US biotech Genzyme is selling off its diagnostics products business to Japan’s Sekisui Chemical Co for $265 million in cash, as part of a five-year plan to increase shareholder value.
The business provides critical raw materials and enzymes, clinical chemistry reagents, rapid tests and infectious disease products to manufacturers, clinical laboratories, distributors and healthcare providers, and generated revenues of around $167 million last year.
Under the terms of the deal, Sekisui will buy all of the assets of the business and has also agreed to offer jobs to the existing 575 or so employees upon closing, which is expected by year-end but subject to certain conditions such as antitrust clearance. The Japanese group also said it plans to maintain operations at all current sites.
From Genzyme’s point of view, the move falls under plans, announced in May this year, to shed three of its businesses as part of a five-part strategy to boost shareholder value. The company has already offloaded Genzyme Genetics to Laboratory Corporation of America, and still plans to divest its pharmaceuticals business unit, and it said it would consider using the proceeds to finance the second half of its $2 billion stock repurchase.

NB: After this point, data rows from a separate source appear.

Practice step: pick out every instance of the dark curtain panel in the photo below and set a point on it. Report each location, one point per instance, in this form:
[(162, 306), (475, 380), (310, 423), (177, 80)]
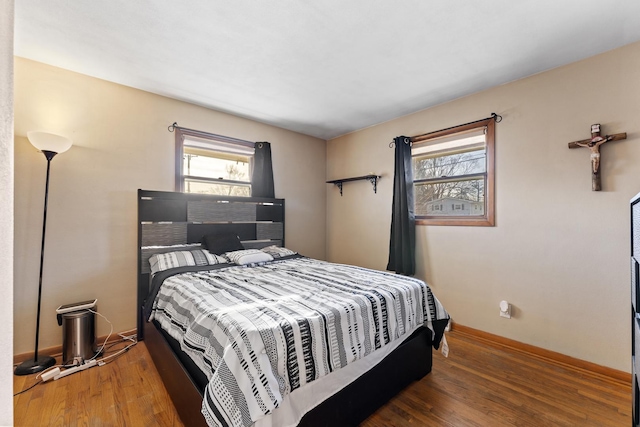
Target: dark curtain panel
[(402, 245), (262, 178)]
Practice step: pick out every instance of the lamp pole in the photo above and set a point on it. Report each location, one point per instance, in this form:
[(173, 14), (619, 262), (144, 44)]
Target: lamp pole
[(39, 363)]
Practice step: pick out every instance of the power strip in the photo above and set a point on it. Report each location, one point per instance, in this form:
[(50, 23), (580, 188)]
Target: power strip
[(69, 371)]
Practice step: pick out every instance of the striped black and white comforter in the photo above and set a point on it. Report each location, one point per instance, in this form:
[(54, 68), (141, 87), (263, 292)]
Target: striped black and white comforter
[(259, 333)]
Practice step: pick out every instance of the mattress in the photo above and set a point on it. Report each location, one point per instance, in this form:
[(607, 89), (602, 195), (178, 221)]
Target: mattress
[(262, 334)]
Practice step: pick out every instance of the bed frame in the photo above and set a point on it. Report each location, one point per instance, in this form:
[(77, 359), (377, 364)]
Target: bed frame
[(168, 218)]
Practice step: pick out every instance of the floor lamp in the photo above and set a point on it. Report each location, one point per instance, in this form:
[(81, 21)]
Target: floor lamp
[(50, 145)]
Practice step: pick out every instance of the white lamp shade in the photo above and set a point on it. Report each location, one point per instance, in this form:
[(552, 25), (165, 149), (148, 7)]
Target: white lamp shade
[(44, 141)]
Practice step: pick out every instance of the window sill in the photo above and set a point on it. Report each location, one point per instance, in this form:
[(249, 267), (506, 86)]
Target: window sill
[(456, 221)]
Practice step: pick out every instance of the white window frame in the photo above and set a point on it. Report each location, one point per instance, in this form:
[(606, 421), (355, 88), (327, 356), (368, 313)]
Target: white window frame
[(214, 144), (488, 219)]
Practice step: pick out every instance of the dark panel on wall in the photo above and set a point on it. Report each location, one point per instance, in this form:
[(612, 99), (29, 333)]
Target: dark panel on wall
[(164, 234), (244, 231), (212, 211), (269, 230), (270, 213), (155, 210)]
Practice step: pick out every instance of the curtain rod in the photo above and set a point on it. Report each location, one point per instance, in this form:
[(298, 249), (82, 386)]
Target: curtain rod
[(194, 132), (494, 116)]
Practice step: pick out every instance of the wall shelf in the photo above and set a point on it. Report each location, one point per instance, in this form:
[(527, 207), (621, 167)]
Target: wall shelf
[(373, 179)]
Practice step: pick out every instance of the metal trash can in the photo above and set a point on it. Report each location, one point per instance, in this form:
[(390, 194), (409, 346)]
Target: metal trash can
[(78, 335)]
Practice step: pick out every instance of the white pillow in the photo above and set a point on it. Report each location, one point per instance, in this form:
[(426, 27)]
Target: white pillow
[(248, 256)]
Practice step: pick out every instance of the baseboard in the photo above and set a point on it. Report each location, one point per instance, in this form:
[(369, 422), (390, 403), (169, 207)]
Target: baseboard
[(548, 355), (57, 350)]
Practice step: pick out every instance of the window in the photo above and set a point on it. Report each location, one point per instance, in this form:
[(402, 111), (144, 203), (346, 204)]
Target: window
[(452, 169), (213, 164)]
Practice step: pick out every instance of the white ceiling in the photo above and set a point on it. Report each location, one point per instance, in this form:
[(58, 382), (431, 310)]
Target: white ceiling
[(325, 67)]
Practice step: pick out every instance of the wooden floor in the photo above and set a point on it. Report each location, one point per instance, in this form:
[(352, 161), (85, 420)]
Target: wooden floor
[(480, 384)]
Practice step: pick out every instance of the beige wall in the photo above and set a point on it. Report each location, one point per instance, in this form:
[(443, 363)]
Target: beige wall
[(559, 252), (121, 143), (6, 209)]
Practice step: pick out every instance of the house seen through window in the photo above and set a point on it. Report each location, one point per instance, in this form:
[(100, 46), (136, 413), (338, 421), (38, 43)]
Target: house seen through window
[(210, 164), (453, 175)]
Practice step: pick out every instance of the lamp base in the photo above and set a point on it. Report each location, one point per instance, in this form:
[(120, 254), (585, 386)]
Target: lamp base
[(32, 366)]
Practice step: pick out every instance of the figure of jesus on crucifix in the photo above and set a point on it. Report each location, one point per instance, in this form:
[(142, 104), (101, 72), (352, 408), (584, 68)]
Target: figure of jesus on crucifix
[(593, 145)]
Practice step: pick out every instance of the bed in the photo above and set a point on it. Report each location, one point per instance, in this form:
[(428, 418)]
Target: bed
[(302, 351)]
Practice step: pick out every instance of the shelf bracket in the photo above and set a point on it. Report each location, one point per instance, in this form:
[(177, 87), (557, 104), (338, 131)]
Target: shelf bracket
[(373, 179)]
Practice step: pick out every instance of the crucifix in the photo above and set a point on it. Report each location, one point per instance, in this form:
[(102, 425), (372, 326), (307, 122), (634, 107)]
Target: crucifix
[(593, 144)]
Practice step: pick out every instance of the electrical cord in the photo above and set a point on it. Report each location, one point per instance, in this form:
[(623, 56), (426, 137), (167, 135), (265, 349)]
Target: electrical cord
[(28, 388), (101, 362), (106, 339)]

“With this transaction, we are continuing to execute on our plan to increase value for shareholders,” noted Henri Termeer, chairman and chief executive officer of Genzyme, and he said the sale "is part of our strategy to sharpen the company’s focus and allocate our resources to key areas for our future growth such as manufacturing, our rare disease business, and our product pipeline”.
Some might also see the move as a veiled message that Genzyme intends to stand firm on its rejection of an $18.5 billion buyout offer from French drugmaker sanofi-aventis, which the US biotech insists undervalues its business.
Genzyme’s board has unanimously rejected sanofi’s advances, but the French drugmaker has approached shareholders directly with a tender offer set to expire in December. Despite this, Genzyme’s leaders are reportedly seeking a white knight to help prevent the takeover, or possibly even a grey knight with a more enticing bid, and as such are believed to be in talks with Takeda and possibly even GlaxoSmithKline, according to media reports.